Если бы не голова, окончательно замерзшая на ветру, здесь можно было б долго стоять и просто смотреть на проносящиеся мимо машины. Вот караван из больших груженых автопоездов с устаревшими надписями по бортам: «Совтрансавто». Вот тарахтит старенький «Запорожец» с седым пенсионером за рулем. Вот пара дорогих мини-вэнов. Люди едут, едут, едут, пристально всматриваются в голосующего священника, на миг отвлекаются от дороги, от своих мыслей, проносятся мимо и вновь погружаются в думы, окруженные своим мирком, ограничивающимся пространством автомобильного салона.
Возле меня остановился отполированный «Мицубиси-Галант», водитель жестом пригласил садиться. Приятно продрогшему человеку оказаться в тепле! В водителе я узнал нашего прихожанина. С год назад он начал изредка наведываться в храм, потом постепенно стал завсегдатаем воскресных богослужений. И вот теперь Господь послал его мне на выручку. В машине чисто, мягко и тихо. На зеркале болтается освежитель-елочка и источает приторный запах ананаса.
— Как здорово, — заговариваю я, — что вы здесь проезжали, иначе стоять бы мне у дороги до «китайской пасхи».
— Я не проезжал, — задумчиво отвечает он, — недалеко от вас стоял в посадке, смотрел на первый снег, да вот увидел, как голосуете, и решил выручить.

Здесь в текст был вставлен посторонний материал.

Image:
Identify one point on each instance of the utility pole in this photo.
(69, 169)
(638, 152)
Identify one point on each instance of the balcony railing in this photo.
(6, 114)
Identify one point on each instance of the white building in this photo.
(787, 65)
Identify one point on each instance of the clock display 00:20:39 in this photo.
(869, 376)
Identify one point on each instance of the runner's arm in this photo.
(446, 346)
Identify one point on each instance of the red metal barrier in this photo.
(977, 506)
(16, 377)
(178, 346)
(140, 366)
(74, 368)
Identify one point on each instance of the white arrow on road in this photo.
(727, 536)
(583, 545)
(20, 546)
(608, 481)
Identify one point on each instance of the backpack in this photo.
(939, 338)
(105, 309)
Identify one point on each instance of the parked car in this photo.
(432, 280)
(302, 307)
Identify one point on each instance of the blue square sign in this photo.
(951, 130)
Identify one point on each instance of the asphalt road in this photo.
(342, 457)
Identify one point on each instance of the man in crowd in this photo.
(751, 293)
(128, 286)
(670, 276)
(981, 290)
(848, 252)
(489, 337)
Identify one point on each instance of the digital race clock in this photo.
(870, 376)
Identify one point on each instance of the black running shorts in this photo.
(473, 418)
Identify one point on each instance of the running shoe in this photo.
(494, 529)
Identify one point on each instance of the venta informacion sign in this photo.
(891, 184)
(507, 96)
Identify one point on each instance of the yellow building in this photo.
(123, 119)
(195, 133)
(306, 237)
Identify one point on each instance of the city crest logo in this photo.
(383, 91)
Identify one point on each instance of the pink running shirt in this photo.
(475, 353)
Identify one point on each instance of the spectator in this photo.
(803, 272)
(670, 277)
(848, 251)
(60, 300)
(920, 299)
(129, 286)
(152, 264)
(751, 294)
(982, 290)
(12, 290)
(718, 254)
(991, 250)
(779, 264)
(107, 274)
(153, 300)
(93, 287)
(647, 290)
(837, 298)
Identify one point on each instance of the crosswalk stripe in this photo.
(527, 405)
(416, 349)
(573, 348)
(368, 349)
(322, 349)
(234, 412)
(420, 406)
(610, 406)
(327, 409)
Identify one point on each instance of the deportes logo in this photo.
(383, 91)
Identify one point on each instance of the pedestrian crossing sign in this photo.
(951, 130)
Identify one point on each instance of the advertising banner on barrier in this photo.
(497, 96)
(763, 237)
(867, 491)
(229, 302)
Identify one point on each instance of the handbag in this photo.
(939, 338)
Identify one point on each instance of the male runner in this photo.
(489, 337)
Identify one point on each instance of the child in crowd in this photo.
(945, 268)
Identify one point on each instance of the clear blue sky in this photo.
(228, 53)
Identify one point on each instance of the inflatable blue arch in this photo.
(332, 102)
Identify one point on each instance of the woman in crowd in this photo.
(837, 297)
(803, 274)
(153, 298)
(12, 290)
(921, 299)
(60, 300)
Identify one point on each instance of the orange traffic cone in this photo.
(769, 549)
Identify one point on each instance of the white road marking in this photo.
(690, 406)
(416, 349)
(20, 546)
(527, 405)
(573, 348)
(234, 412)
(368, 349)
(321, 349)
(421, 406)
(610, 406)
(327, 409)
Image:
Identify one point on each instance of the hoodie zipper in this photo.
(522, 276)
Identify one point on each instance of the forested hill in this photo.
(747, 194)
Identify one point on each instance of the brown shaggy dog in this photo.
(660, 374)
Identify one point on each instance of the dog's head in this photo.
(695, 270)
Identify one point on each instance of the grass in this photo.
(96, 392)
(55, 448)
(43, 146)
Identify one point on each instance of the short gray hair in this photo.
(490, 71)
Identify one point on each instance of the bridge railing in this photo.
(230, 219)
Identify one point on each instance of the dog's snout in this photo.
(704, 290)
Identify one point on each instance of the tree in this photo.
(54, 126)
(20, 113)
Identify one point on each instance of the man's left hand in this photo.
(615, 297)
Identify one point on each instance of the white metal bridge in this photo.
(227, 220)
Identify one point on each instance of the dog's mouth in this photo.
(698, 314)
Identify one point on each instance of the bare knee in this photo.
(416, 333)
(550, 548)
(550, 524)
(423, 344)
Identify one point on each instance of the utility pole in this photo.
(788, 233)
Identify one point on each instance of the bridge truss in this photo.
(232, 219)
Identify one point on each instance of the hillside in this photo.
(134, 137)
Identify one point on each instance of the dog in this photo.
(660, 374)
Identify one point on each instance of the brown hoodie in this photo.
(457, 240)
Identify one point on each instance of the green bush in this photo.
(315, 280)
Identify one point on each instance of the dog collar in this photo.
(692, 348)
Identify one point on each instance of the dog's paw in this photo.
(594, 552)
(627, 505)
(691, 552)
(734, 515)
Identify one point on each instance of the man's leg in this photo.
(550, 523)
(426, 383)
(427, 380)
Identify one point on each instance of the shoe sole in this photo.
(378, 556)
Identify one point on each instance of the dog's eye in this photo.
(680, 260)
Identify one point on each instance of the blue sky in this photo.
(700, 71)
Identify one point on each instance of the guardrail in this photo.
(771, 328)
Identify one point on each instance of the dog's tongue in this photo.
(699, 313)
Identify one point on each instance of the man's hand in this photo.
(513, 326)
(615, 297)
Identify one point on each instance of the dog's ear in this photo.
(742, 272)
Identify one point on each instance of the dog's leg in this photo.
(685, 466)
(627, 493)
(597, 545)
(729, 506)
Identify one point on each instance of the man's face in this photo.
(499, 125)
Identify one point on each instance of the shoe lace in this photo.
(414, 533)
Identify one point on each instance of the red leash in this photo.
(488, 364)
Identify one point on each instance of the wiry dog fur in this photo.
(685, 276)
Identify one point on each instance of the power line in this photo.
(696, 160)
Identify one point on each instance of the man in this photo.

— Большое спасибо, — говорю, а он грустно продолжает:
— Я часто выезжаю на природу, или просто катаюсь по дорогам, или остановлюсь где-нибудь и музыку слушаю, думаю…
— Не скучно вам вот так, одному?
— Напротив, — сосредоточивается, обгоняет «Волгу» и договаривает: — Мне здесь хорошо одному в машине, сам себе хозяин.
Замолкает. Его грустный взгляд скользит по асфальту.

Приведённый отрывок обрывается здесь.